В англоязычной историографии такие протесты принято называть «голодными бунтами» («subsistence riots»). Как и дефицит, подобные бунты в 1916 году наблюдались и в других воюющих государствах. В частности, британская морская блокада пагубно сказалась на положении Германии, где Гамбург и другие города были охвачены волнениями и демонстрациями, потребовавшими военного вмешательства. К декабрю по всей стране была введена карточная система. В Австрии не менее или даже более тяжелые последствия имел неурожай картофеля. Однако положение в России по-прежнему усугублялось отсутствием каналов для законного изъявления народного недовольства и его сглаживания.
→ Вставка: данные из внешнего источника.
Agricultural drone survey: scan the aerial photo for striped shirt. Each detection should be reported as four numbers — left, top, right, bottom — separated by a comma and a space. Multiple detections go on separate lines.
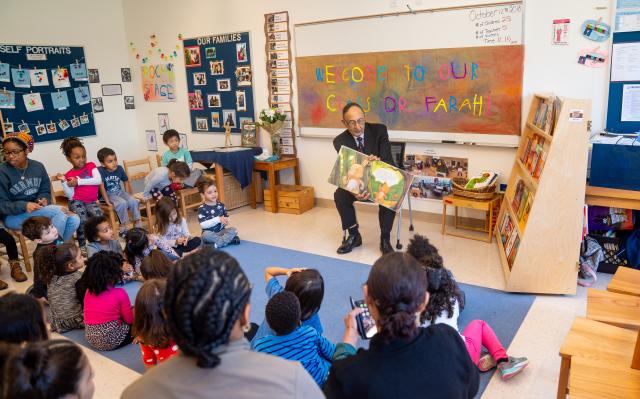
253, 325, 335, 387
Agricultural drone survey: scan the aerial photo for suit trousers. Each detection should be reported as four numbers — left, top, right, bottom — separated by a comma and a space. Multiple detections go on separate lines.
334, 188, 395, 238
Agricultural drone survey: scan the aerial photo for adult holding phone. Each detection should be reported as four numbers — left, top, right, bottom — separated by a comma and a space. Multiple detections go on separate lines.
333, 103, 396, 255
325, 252, 479, 399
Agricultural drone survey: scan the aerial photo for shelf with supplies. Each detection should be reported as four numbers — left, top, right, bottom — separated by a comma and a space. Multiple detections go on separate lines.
495, 93, 591, 294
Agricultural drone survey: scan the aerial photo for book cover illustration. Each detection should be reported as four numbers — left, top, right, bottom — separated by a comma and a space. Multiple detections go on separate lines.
328, 146, 413, 212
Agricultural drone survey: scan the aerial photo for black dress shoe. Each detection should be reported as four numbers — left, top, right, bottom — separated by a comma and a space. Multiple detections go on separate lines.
380, 238, 394, 254
337, 233, 362, 254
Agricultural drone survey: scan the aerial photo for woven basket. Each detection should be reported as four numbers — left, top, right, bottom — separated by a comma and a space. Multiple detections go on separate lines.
452, 177, 497, 200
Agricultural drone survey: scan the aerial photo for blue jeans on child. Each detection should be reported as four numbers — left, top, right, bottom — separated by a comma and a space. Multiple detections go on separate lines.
68, 200, 103, 246
202, 227, 238, 248
4, 205, 80, 242
108, 191, 140, 225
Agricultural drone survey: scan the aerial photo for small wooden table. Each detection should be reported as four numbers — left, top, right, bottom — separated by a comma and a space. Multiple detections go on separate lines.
441, 194, 502, 243
251, 157, 301, 213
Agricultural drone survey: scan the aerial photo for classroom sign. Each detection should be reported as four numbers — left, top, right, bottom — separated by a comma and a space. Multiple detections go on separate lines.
141, 63, 176, 102
295, 45, 523, 135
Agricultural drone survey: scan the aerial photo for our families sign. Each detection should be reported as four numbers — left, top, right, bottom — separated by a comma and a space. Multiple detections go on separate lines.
141, 63, 176, 102
296, 45, 523, 135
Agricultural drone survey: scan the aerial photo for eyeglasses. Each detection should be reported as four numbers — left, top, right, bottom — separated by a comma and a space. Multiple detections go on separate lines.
345, 118, 365, 128
2, 149, 24, 157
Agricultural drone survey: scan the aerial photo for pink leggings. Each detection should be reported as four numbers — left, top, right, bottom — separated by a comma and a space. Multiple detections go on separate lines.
462, 319, 508, 365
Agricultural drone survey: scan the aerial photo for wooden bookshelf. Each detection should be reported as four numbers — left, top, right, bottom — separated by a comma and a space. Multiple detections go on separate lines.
495, 94, 591, 294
Кроме того, оно порождало негативные чувства, например гнев, обращенный к представителям власти и общественности, которых считали способными решить проблему дефицита. В этом отражалось мощное подспудное беспокойство, связанное с культурно обусловленными представлениями о классах и о несправедливости, с которой человек сталкивается, желая иметь доступ к тем или иным товарам. В русском языке, как и в английском, слово «бунт» подразумевает иррациональное насилие и массовые беспорядки. Однако оно оставляет за своими рамками субъективные тревоги и страхи, а также политические объекты, служащие неявной мишенью протестов. Российские хлебные «бунты» 1916 года служили выражением мощного протестного течения, направленного против социально-экономических процессов и культурных ценностей собственно военного капитализма.

Фрагментарные свидетельства об этих протестах содержатся в широком спектре источников, которые следует изучать так же внимательно и осторожно, как и солдатские письма, прошедшие цензуру. Русский историк Ю. И. Кирьянов нашел в документах 1916 года упоминания примерно о 288 протестах, вызванных ростом цен на продовольствие и другие товары. Это было в 13 раз больше, чем за 1915 год[648]. Многие из них пришлись на период Брусиловского прорыва. Не исключено, что социальные протесты 1916 года могли быть выражением недовольства огромными дополнительными потерями, понесенными солдатами из крестьян в ходе наступления. Другие протесты были следствием безработицы, причиной которой было невнимание государства к непривилегированным предприятиям, не работающим на оборону. К концу июня 1916 года на небольшой московской бирже труда побывало более 300 тыс. голодных людей, ищущих работу. Сообщалось, что до 10 тыс. человек, обозленных нехваткой товаров первой необходимости, особенно сахара, приняли участие в разграблении лавок на Кубани. Рабочие Самары выразили самый решительный протест Государственной думе, когда две голодные женщины из числа городской бедноты были застрелены при попытке добыть мяса. Рабочие выразили возмущение вопиющей несправедливостью таких суровых мер во время кризиса со снабжением. Несмотря на активность агитационной деятельности разных политических партий, полиция полагала, что беспорядки в стране были связаны не столько с революционной пропагандой, сколько с продовольственным кризисом. В октябре 1916 года Петроградское охранное отделение направило в Особый отдел департамента полиции доклад. В нем сообщалось, что проблемы с продовольствием, с которыми вынуждены сталкиваться разные слои общества в Российской империи, являются единственной причиной, толкающей людей к недовольству и озлоблению[649].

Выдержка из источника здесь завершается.